When Python displays the representation of a string, it chooses one particular canonical form. It doesn’t matter how the string was constructed; it only matters what the string contains. It doesn’t matter that there are countless ways to create the same string; Python will choose the same representation for given string contents, and its rules for choosing that representation have been the same for as long as I can remember.
Some other examples:
>>> r'x' # like I was saying, not a different kind of string
'x'
>>> '\x40' # contains a symbol that can be shown directly, so it is
'@'
>>> '\x09' # converted to the preferred form to escape a tab
'\t'
>>> '\"' # this does not actually have a backslash in it!
'"'
>>> '\'' # the quote type changes, to simplify the representation
"'"
>>> "'\"" # single quotes are preferred when the string includes both types
'\'"'
Those come from my 3.8 installation, BTW. But testing it on 2.7, or even older versions, wouldn’t change anything - aside from the availability of raw string literals, but even those are older than 2.7 IIRC.

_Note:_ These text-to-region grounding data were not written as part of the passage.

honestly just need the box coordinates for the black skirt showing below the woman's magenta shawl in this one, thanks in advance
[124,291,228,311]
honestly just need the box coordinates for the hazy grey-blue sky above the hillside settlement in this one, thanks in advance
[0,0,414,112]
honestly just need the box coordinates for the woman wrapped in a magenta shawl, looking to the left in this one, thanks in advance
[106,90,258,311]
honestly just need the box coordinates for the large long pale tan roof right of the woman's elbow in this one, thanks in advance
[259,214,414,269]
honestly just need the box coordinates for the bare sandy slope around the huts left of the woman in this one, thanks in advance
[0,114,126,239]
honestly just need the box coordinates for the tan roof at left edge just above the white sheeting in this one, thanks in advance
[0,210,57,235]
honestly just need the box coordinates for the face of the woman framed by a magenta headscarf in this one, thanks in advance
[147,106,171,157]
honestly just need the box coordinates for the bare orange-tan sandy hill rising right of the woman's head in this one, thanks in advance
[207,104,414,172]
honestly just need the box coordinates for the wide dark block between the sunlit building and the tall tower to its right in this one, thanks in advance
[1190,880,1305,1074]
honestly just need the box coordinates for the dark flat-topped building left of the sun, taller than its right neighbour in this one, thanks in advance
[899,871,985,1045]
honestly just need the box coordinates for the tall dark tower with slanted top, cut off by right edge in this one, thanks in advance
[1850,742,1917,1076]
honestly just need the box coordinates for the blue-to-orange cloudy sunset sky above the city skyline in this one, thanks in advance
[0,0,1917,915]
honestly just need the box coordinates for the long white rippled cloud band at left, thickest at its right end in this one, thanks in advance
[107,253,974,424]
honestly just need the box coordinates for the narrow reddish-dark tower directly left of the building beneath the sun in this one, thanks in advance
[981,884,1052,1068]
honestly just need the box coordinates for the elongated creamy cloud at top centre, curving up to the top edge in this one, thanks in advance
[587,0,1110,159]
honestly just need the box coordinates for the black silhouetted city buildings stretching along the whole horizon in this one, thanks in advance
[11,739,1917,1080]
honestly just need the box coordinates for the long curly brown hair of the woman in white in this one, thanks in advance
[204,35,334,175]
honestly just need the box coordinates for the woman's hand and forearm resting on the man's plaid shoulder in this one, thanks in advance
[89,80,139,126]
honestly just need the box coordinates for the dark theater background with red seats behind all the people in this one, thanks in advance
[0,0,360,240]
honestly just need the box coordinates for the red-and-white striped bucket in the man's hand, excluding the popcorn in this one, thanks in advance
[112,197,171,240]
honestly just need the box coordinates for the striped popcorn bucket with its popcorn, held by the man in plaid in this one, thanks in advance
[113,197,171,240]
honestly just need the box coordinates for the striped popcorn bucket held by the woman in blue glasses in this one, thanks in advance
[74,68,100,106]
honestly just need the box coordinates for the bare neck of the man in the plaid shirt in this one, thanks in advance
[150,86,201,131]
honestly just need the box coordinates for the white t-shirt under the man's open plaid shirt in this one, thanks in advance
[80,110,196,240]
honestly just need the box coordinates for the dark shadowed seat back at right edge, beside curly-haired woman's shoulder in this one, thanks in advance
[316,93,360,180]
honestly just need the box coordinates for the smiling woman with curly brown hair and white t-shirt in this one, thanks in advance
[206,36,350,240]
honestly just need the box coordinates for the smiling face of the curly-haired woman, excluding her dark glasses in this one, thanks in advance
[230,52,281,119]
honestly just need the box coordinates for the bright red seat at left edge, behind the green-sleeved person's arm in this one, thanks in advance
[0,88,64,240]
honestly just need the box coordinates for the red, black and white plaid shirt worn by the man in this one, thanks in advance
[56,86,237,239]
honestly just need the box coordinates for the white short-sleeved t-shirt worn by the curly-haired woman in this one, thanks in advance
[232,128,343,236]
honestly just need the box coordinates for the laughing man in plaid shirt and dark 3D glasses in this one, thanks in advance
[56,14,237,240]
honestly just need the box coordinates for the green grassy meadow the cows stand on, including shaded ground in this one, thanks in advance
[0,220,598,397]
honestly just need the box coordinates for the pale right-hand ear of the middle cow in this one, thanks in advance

Here are some more tests we can do (roughly the ones that were suggested on the issue you opened on the tracker):
>>> text = 'a#b'.translate(str.maketrans({'#': r'\#'}))
>>> text
'a\\#b'
>>> len(text)
4
>>> list(text)
['a', '\\', '#', 'b']
>>> for c in text:
... print(c)
...
a
\
#
b
The string contains four characters. When we split the string into a list of characters (implicitly, by asking list
to iterate over it and make a list from each element), we see that the second one (in index 1
) is displayed as '\\'
. That means a single backslash, not two. We can see that clearly when we use an explicit for
loop to print the characters of the string one at a time. We only see one backslash, because there is only one backslash.